Mientras que la brutal ofensiva israelí sobre la Franja de Gaza cumple ya cien días -con más de 23.000 muertos gazatíes, el 70% de ellos mujeres y niños- la guerra se extiende por Oriente Medio y Próximo. Todavía de manera controlada, pero con focos que pueden prender en incendios de grandes proporciones en una de las regiones más incendiarias del planeta. EEUU y Reino Unido, junto a otros países, ya han realizado más de 70 ataques aéreos sobre las posiciones de los rebeldes hutíes en Yemen.
Este incendio tiene pirómanos. Existen fuerzas que trabajan denodadamente para que la barbarie que ha comenzado en Gaza se propague por toda la región, provocando una conflagración a gran escala de consecuencias imprevisibles, que significaría una amenaza de primera magnitud para la Paz Mundial.

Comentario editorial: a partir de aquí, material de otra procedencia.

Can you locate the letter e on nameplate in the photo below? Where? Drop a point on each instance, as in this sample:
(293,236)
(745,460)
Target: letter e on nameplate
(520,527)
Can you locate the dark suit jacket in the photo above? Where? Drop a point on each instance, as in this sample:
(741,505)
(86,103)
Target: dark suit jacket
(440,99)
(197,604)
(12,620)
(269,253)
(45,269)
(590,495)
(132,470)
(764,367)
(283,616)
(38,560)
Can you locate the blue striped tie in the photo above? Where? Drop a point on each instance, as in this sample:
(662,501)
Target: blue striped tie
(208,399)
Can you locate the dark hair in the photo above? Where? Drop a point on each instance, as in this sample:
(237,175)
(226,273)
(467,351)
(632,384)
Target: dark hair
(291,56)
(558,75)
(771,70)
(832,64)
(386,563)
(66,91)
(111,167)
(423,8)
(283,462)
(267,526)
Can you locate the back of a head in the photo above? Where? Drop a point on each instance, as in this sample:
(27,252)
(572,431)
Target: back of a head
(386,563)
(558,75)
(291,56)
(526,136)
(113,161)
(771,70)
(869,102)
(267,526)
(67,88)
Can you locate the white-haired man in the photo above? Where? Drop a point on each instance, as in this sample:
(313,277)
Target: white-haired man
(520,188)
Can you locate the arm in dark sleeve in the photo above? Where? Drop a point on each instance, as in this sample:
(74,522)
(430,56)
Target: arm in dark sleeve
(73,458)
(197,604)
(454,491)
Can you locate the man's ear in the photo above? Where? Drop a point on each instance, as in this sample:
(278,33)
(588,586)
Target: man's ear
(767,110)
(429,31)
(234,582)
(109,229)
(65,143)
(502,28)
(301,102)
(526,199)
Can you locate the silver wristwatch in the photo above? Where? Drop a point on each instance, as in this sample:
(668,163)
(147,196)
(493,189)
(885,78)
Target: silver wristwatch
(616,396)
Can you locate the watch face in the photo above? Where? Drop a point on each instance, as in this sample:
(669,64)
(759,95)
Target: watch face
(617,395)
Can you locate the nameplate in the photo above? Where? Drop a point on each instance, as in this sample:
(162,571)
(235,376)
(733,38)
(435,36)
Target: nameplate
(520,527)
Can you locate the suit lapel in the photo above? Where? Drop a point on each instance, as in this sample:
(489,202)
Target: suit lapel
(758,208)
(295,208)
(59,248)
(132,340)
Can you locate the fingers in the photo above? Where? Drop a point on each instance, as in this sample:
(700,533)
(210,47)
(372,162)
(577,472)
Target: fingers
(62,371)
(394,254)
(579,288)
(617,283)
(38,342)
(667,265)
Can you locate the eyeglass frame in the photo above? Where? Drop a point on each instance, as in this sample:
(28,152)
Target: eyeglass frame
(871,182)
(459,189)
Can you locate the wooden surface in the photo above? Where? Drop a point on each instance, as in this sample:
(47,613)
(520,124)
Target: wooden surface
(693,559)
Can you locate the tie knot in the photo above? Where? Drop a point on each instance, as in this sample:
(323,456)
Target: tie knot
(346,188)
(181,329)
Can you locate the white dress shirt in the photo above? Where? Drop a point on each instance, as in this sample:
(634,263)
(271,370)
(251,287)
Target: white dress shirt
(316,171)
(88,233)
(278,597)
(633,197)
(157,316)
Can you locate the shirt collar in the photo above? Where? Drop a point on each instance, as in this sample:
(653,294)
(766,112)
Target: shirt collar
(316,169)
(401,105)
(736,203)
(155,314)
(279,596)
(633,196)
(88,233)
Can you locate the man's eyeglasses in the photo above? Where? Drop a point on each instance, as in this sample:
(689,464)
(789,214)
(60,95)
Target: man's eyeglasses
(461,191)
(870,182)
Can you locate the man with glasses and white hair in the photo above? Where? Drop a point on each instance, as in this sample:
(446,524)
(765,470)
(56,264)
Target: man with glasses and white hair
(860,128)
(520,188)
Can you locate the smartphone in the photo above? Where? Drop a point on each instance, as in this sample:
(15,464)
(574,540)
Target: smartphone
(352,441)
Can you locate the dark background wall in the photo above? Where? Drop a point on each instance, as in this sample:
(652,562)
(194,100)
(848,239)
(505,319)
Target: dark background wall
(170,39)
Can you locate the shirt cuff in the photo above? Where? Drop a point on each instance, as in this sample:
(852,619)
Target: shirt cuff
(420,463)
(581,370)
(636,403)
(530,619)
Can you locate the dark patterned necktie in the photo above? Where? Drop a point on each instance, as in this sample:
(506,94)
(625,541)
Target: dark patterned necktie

No es ningún secreto que el gobierno de Benjamín Netanyahu, fanáticamente sionista y el más a la ultraderecha de la historia de Israel, impulsa la escalada de violencia no sólo en Gaza, sino en Cisjordania y en Líbano, buscando que la milicia chií de Hezbolá entre al trapo y prenda la llama de una guerra abierta en el Norte.
El gran objetivo de esta escalada no es Hamás, ni tan siquiera Hezbolá, mucho más potente militarmente. La pieza de caza mayor para el Estado de Israel es su archienemigo, el Irán de los ayatolás.
Pero ni siquiera en este empeño el ultrareaccionario gobierno israelí es el protagonista, sino el vicario de otro poder mayor. Aunque tenga sus propios intereses en sus incendiarias intenciones, los halcones sionistas van de la mano de los halcones de la clase dominante norteamericana, que buscan una espiral del «cuanto peor, mejor», un casus belli para poder desplegar todo el poder de la superpotencia en una estratégica región del planeta en la que -tras los fiascos en Irák, Siria o Afganistán- han perdido un considerable poder e influencia, dando espacio para que potencias como Irán o Rusia ganen peso.
La línea Biden está atrapada en una contradicción, queriendo soplar y sorber al mismo tiempo. Por un lado, la Casa Blanca se atiene a una de las grandes lineas rojas de la política norteamericana: el apoyo a Israel, el gendarme estadounidense en Oriente Medio, no puede ni debe cuestionarse. Mantienen el respaldo político a Israel, protegiéndolo diplomáticamente y sosteniéndolo militarmente, y tienen que responder ante desafíos como los hutíes en el Mar Rojo, pero buscan impedir un conflicto descontrolado que obligue a EEUU a concentrar unos cada vez más preciados recursos financieros y militares, detrayéndolos de otras áreas de vital interés, como Ucrania y sobre todo de su prioridad estratégica: el cerco a China en Asia-Pacífico.
Pero la línea Trump, la más aventurera y belicista, fuertemente vinculada al complejo militar-industrial, no está dispuesta a dejar pasar la ocasión de hacer valer el poderío bélico norteamericano para recuperar poder en una zona geoestratégicamente clave.
Fue esta fracción de la clase dominante norteamericana la que con Bush avaló la voladura del proceso de paz entre israelíes y palestinos a finales de los 90, impulsando a carniceros pirómanos como Ariel Sharon y al propio Netanyahu. Fueron ellos los que tras los atentados de las Torres Gemelas en 2001, decretarin una auténtica dictadura terrorista mundial, invadiendo primero Afganistán y luego Irak. Fue luego Trump el que echó por tierra el Tratado Nuclear con Irán firmado en las postrimerías del último gobierno de Obama, y el que urdió los Acuerdos de Abraham entre Israel y potencias suníes como Arabia Saudí, unas alianzas que ahora están en cuestión, pero que buscaban forjar unas tenazas contra Teherán.
Son los halcones, en Tel Aviv, pero sobre todo en Washington, los que están trabajando por echar gasolina al incendio de Oriente Medio, poniendo en peligro la Paz Mundial.